Chinese big cities such as Shanghai, Guangzhou , Beijing, shenzhen, Chongqing all have world class infrastructure, it is just the drivers and pedestrians need more experience and education.


northsider1983 said:


> Metro Manila has ~2 million cars. Let's look at area though:
> Metro Manila--636 km sq
> Bejing--16, 808 km sq
> 
> That's a lot less space to fit that many cars. A lot of places are like this, not just Bejing or Manila.


----------



## KB (Feb 22, 2006)

Incredible video for sure

Nice to see the traffic flowing constantly. With so much rush, one would expect a traffic chaos. :crazy:


----------



## fuzion2k (Mar 17, 2007)

Beijing infrastructure building just can't keep up with demand, when 1000 new cars enter the road every week.

Shanghai has world class infrastructure with heaps of Bridges, better subway system(at present), tunnels, and more roads than Beijing, thats only because Beijing has only started rapidly developing since 2000 and its going to catchup to the same level very soon, in about 10 years.


----------



## Alejandro_MEX (Aug 23, 2005)

It's not that bad.
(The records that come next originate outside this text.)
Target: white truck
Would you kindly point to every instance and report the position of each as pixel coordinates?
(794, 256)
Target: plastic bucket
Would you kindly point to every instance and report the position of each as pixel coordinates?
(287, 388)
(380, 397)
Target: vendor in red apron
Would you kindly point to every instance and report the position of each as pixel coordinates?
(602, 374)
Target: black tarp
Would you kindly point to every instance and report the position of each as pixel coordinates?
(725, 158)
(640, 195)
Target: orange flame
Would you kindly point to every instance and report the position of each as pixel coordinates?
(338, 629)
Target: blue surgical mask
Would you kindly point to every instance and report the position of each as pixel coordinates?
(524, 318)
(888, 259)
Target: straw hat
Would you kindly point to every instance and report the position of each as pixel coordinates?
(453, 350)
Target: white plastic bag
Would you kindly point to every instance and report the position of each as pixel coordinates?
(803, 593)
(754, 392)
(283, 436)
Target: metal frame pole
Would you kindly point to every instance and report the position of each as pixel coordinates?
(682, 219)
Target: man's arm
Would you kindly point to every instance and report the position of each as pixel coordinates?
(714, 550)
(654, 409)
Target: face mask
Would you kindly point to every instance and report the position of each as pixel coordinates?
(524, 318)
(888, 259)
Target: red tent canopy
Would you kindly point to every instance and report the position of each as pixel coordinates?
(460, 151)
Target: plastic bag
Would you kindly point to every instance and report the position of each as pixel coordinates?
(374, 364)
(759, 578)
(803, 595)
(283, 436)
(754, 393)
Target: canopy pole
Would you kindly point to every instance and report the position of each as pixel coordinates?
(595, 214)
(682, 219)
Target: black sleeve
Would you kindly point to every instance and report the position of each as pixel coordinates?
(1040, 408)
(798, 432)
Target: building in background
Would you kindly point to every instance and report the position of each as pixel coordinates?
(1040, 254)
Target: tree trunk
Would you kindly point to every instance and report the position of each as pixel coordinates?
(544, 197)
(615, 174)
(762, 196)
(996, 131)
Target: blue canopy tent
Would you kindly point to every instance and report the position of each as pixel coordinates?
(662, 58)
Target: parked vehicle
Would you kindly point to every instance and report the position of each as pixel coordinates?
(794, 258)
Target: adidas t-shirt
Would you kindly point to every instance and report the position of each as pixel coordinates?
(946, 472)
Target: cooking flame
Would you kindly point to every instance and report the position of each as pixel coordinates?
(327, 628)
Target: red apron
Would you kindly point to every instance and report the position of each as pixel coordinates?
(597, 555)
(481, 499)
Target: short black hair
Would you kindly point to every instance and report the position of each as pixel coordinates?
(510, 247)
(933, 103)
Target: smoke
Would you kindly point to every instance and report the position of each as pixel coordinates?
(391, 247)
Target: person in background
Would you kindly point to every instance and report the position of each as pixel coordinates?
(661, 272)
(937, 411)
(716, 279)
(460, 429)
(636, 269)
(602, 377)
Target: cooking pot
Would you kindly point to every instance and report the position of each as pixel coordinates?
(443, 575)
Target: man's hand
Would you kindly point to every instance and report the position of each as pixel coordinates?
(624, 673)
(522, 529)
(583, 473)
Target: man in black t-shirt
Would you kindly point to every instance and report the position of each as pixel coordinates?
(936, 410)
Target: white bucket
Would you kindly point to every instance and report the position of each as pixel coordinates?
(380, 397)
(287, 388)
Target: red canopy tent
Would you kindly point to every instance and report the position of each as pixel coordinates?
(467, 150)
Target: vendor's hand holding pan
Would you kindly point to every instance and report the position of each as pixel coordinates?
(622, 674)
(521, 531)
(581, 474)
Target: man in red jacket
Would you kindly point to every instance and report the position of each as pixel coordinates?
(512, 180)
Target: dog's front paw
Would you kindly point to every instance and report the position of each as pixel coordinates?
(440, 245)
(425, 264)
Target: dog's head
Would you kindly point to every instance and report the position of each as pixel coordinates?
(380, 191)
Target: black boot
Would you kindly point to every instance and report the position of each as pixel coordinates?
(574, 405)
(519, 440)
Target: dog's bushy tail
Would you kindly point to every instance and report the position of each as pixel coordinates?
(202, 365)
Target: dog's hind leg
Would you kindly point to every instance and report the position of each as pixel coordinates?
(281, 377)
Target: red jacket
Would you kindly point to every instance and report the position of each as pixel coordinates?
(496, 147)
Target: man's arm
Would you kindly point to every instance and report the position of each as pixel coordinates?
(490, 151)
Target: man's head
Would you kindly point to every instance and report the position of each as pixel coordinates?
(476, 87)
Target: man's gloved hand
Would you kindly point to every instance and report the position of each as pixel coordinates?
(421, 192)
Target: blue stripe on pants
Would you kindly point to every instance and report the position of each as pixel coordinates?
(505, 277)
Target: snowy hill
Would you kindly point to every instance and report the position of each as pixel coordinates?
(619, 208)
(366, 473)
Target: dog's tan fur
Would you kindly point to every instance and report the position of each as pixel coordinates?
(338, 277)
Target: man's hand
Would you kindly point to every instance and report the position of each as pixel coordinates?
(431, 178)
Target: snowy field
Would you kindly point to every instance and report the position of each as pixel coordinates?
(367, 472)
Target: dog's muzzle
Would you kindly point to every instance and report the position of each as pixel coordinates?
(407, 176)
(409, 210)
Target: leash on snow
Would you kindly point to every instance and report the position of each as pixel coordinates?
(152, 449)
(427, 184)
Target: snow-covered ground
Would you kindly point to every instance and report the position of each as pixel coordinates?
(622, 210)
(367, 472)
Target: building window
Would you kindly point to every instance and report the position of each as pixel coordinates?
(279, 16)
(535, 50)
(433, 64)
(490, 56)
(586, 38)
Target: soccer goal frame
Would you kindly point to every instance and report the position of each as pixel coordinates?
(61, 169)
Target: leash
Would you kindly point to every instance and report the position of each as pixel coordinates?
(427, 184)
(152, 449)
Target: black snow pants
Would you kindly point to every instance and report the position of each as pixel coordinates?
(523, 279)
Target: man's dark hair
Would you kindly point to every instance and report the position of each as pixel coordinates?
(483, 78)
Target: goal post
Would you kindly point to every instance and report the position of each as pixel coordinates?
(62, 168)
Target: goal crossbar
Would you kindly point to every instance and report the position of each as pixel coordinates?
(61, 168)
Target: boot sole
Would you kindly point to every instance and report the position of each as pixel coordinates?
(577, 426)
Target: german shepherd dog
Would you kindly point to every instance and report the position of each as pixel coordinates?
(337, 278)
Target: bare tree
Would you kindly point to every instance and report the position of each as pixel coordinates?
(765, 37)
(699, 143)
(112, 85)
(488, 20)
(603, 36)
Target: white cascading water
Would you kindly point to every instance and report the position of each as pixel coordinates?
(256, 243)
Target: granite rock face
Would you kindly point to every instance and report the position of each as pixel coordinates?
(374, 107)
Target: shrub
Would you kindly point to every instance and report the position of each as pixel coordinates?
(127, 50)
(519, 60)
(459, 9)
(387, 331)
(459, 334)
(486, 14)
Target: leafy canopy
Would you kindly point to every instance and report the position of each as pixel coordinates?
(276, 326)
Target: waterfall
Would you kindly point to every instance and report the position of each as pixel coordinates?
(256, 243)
I mean, the 401 in Canada is worse. This is a video of Mexico City NOT in the rush hour, a normal SATURDAY. The videos are not to make a whole thread dedicated to them.


----------



## oliver999 (Aug 4, 2006)

fuzion2k said:


> Beijing infrastructure building just can't keep up with demand, when 1000 new cars enter the road every week.
> 
> Shanghai has world class infrastructure with heaps of Bridges, better subway system(at present), tunnels, and more roads than Beijing, thats only because Beijing has only started rapidly developing since 2000 and its going to catchup to the same level very soon, in about 10 years.


beijing easily has the largest express way and largest amount of interchanges in china. but shanghai subway is more mordern and efficent.


----------



## googleabcd (Jul 22, 2006)

oliver999 said:


> beijing easily has the largest express way and largest amount of interchanges in china. but shanghai subway is more mordern and efficent.


The best subway and bus system in Chinese mainland is in Guangzhou


----------



## khoojyh (Aug 14, 2005)

its really awesome, but i dont wish to be happen in the city i live.....


----------